Le dispositif organisationnel qui permet une évaluation en continu consiste à mettre en place un comité de pilotage avec des membres (clients) de la direction générale et, parallèlement, un comité des programmes. Le premier va donner les axes de travail, le deuxième apportera les réponses qui seront appréciées après coup par le premier. Mais il importe que le comité de pilotage se réunisse deux ou
trois fois par an sous la présidence du directeur général et que les participants ne soient pas des représentants non-décisionnels des unités. Par ailleurs, on peut réduire les risques de dérive en désignant comme responsables de programmes des gens de terrain qui travaillent avec de vrais clients internes, si possible en faisant en sorte que les responsables de programmes soient à la fois compétents sur « un métier et un pays ».
Est-il donc vain de vouloir démontrer l’impact des formations dispensées dans ces universités sur les résultats de l’entreprise ?
Certains programmes d’universités internes, qui sont en fait des centres de formation, doivent faire appel aux évaluations classiques, surtout quand il s’agit d’acquérir une qualification sanctifiée par un certificat.

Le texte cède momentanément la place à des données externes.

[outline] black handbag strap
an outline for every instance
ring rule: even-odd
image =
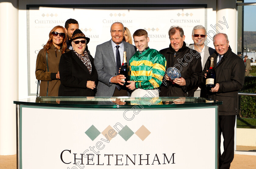
[[[47,71],[49,72],[49,67],[48,66],[48,53],[46,52],[46,64],[47,65]],[[46,96],[48,96],[48,88],[49,86],[49,81],[47,81],[47,90],[46,91]]]
[[[39,86],[40,85],[40,81],[37,80],[37,97],[38,96],[38,89],[39,88]]]

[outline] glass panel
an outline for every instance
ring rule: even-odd
[[[140,105],[143,108],[185,107],[216,105],[222,102],[202,98],[131,98],[38,97],[19,100],[15,104],[27,105],[88,108],[125,108]]]
[[[245,0],[251,2],[256,1]],[[237,7],[237,54],[240,54],[245,62],[244,56],[252,62],[256,61],[256,6]],[[247,60],[249,61],[249,60]],[[256,93],[256,63],[249,63],[252,70],[249,76],[245,78],[241,92]],[[245,64],[246,64],[245,63]],[[247,75],[245,74],[245,75]],[[239,110],[236,122],[236,150],[256,152],[256,96],[239,96]]]

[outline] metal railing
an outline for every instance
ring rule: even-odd
[[[242,96],[256,96],[256,93],[241,93],[238,92],[238,95]]]

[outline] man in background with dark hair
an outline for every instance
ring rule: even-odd
[[[138,51],[130,59],[130,84],[126,86],[132,91],[131,97],[159,97],[159,89],[166,67],[165,57],[155,49],[150,49],[148,32],[143,29],[133,36]]]
[[[160,97],[193,97],[194,89],[198,87],[202,76],[200,53],[186,46],[183,29],[172,26],[169,32],[170,43],[168,48],[159,52],[166,59],[166,69],[174,67],[181,77],[173,80],[165,75],[159,95]]]
[[[74,31],[76,29],[78,29],[79,28],[78,22],[76,19],[69,19],[67,20],[65,23],[65,30],[66,31],[66,34],[67,35],[68,37],[67,41],[67,49],[70,50],[72,49],[72,46],[70,46],[69,44],[69,41],[72,38],[72,35]]]

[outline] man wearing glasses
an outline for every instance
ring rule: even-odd
[[[223,103],[219,105],[218,113],[219,168],[229,168],[234,158],[234,128],[238,109],[238,91],[244,85],[245,67],[243,60],[232,52],[226,34],[220,33],[215,35],[213,44],[216,52],[208,58],[203,72],[205,78],[211,58],[213,57],[216,83],[211,89],[209,97]],[[221,154],[222,133],[224,151]]]
[[[201,62],[202,67],[203,68],[205,64],[206,60],[210,55],[213,53],[215,50],[211,47],[208,47],[204,45],[204,42],[207,38],[206,29],[202,25],[197,25],[192,30],[192,39],[194,41],[194,44],[188,46],[188,47],[195,50],[201,55]],[[205,81],[203,81],[203,85],[205,84]],[[194,97],[205,98],[206,97],[205,89],[204,88],[201,89],[198,87],[195,91]],[[202,92],[201,92],[202,90]],[[200,93],[201,93],[200,94]]]

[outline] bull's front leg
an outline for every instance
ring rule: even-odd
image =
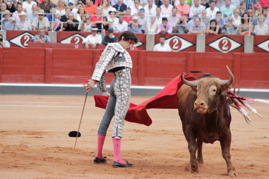
[[[238,174],[232,164],[230,155],[230,146],[232,135],[230,129],[227,127],[220,140],[221,146],[222,156],[227,163],[227,169],[228,176],[238,176]]]
[[[188,142],[188,147],[190,156],[190,170],[192,173],[199,172],[199,165],[196,158],[196,132],[190,125],[186,126],[185,137]]]

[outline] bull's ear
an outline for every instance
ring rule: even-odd
[[[221,94],[223,95],[226,94],[229,90],[229,89],[231,88],[232,87],[230,85],[222,86],[221,87]]]
[[[189,87],[189,91],[194,95],[197,95],[197,87]]]

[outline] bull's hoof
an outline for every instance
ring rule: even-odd
[[[238,173],[237,173],[237,172],[234,169],[231,170],[228,172],[227,175],[230,177],[233,176],[238,177],[239,176],[239,175],[238,175]]]

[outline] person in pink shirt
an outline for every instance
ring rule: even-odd
[[[179,4],[176,6],[178,9],[178,14],[181,15],[181,17],[187,17],[189,12],[189,6],[185,4],[184,0],[179,0]],[[185,20],[188,21],[189,19],[186,18]]]

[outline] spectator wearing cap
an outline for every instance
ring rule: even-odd
[[[216,13],[219,11],[219,9],[215,7],[216,3],[214,1],[211,0],[210,1],[210,7],[206,9],[207,11],[207,16],[210,17],[211,19],[216,18]]]
[[[185,4],[184,0],[179,0],[179,4],[175,6],[178,9],[178,14],[181,16],[187,17],[189,12],[189,6]],[[186,21],[188,21],[187,18],[186,18]]]
[[[170,16],[173,6],[170,4],[169,0],[163,0],[163,4],[161,6],[163,17],[168,17]]]
[[[108,28],[108,36],[105,36],[102,41],[103,44],[107,45],[109,43],[117,42],[118,41],[118,38],[114,35],[113,28]]]
[[[27,14],[25,12],[22,12],[19,16],[20,18],[19,21],[17,21],[15,24],[14,30],[32,30],[33,26],[31,22],[26,19]]]
[[[148,4],[144,7],[146,16],[151,17],[156,15],[157,6],[153,3],[153,0],[148,0]]]
[[[126,13],[127,5],[123,3],[123,0],[118,0],[118,3],[113,6],[116,9],[116,16],[124,15]]]
[[[40,43],[49,43],[51,39],[48,36],[45,34],[45,31],[44,29],[41,28],[38,31],[39,34],[36,35],[31,39],[31,41],[33,42]]]
[[[153,51],[159,52],[171,52],[171,48],[169,45],[165,43],[165,37],[163,35],[161,35],[159,37],[160,43],[154,45]]]
[[[124,18],[122,16],[119,17],[119,21],[115,22],[112,24],[111,27],[115,33],[122,33],[128,30],[128,23],[124,21]]]
[[[126,10],[126,13],[124,15],[124,20],[128,23],[133,20],[133,17],[131,16],[132,10],[130,7],[128,7]]]
[[[201,23],[200,19],[196,17],[194,19],[194,22],[189,27],[189,33],[190,34],[204,34],[206,33],[207,28],[204,22]]]
[[[50,27],[50,24],[48,18],[45,17],[45,16],[44,10],[43,9],[39,10],[38,17],[35,18],[32,23],[33,30],[38,30],[40,29],[44,29],[45,31],[48,31]]]
[[[50,10],[54,8],[54,5],[49,0],[44,0],[43,2],[38,4],[37,6],[38,10],[43,9],[45,14],[50,13]]]
[[[68,20],[64,24],[65,28],[65,31],[78,31],[79,22],[74,18],[74,14],[69,13],[68,14]]]
[[[140,0],[134,0],[134,4],[130,7],[131,9],[131,15],[138,16],[139,10],[143,8],[143,6],[140,5]]]
[[[82,43],[85,45],[85,48],[88,49],[89,44],[92,44],[92,48],[95,49],[96,45],[102,44],[102,37],[100,35],[97,34],[98,30],[97,27],[94,27],[91,28],[92,33],[87,36],[82,41]]]
[[[137,16],[133,16],[133,20],[131,21],[128,24],[128,26],[130,27],[129,30],[134,33],[141,33],[141,24],[138,23],[138,17]]]
[[[2,26],[4,30],[14,30],[14,26],[17,21],[12,17],[11,14],[8,10],[6,10],[3,13],[4,17],[3,18]]]
[[[194,0],[194,5],[192,6],[189,8],[189,16],[192,18],[196,17],[200,17],[201,16],[201,13],[202,11],[205,9],[204,6],[199,4],[199,0]]]
[[[24,11],[22,11],[22,4],[20,3],[19,3],[17,5],[17,10],[12,14],[12,17],[16,19],[17,21],[19,21],[21,20],[19,17],[20,14],[21,14],[23,12],[24,12]]]
[[[97,6],[93,4],[91,0],[86,0],[86,4],[83,6],[87,14],[91,15],[95,14]]]
[[[167,18],[163,17],[162,24],[159,25],[158,27],[157,33],[170,34],[172,33],[173,27],[168,22]]]

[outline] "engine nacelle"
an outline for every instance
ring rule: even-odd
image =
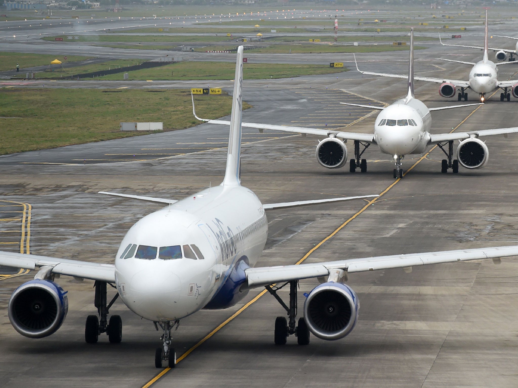
[[[506,61],[507,59],[507,53],[505,51],[498,51],[495,54],[497,61]]]
[[[337,169],[347,161],[347,148],[343,142],[336,138],[327,138],[316,146],[316,160],[328,169]]]
[[[485,166],[489,158],[487,146],[479,139],[466,139],[457,147],[457,159],[463,167],[480,169]]]
[[[68,311],[66,291],[50,280],[35,279],[11,295],[7,309],[12,327],[22,335],[42,338],[61,326]]]
[[[516,85],[513,85],[511,90],[512,91],[513,96],[514,98],[518,98],[518,83]]]
[[[441,84],[441,86],[439,87],[439,94],[441,97],[452,97],[455,96],[455,85],[449,82]]]
[[[358,321],[359,303],[349,286],[328,282],[317,286],[304,303],[304,318],[311,333],[322,339],[340,339]]]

Mais comment évaluer un programme de développement personnel, ou de déploiement de la stratégie ? L’évaluation réelle interviendra souvent quelques mois, voire quelques années, après le programme lorsque les participants auront pris une nouvelle responsabilité et qu’ils auront démontré leurs compétences par leurs résultats. La temporalité de l’évaluation ne correspond pas toujours avec celle du programme. Certaines entreprises, comme nous l’avons repéré lors de la convention sur les universités internes, ont mis au point des dispositifs utilisant des bases de données importantes (Big Data) recueillies chez leurs clients (internes ou externes) pour isoler dans les réponses les variables dépendant de la formation et étudier les corrélations. Il reste que ce type de processus appelle des mises en œuvre importantes. Peu d’actions de formation justifient une telle démarche, coûteuse en temps et moyens. Quand l’action menée a des résultats tangibles (Action Learning), l’évaluation par le
« client DG » est immédiate. Restent le bon sens, le suivi et l’observation organisationnelle, en fait le rôle du management et de la DRH.
Mais trop de « responsables de programmes » utilisent les évaluations pour se prémunir contre un avenir incertain. S’ils avaient vraiment rendu service à leurs clients internes, ils n’en auraient pas besoin et, qui plus est, ils auraient sans doute d’autres opportunités dans l’entreprise. Car c’est en fait la pire chose pour un formateur que de rester trop longtemps dans la formation, quelles que soient ses bonnes évaluations. La formation n’est pas le cœur de métier, ni la voie royale de l’entreprise. Juste un moyen parmi d’autres. Il était temps que la réforme de la formation professionnelle le prenne en compte. Cette réforme en tant que telle était bien une forme d’évaluation du dispositif formation dans notre pays avec les dérives bureaucratiques et syndicales bien connues.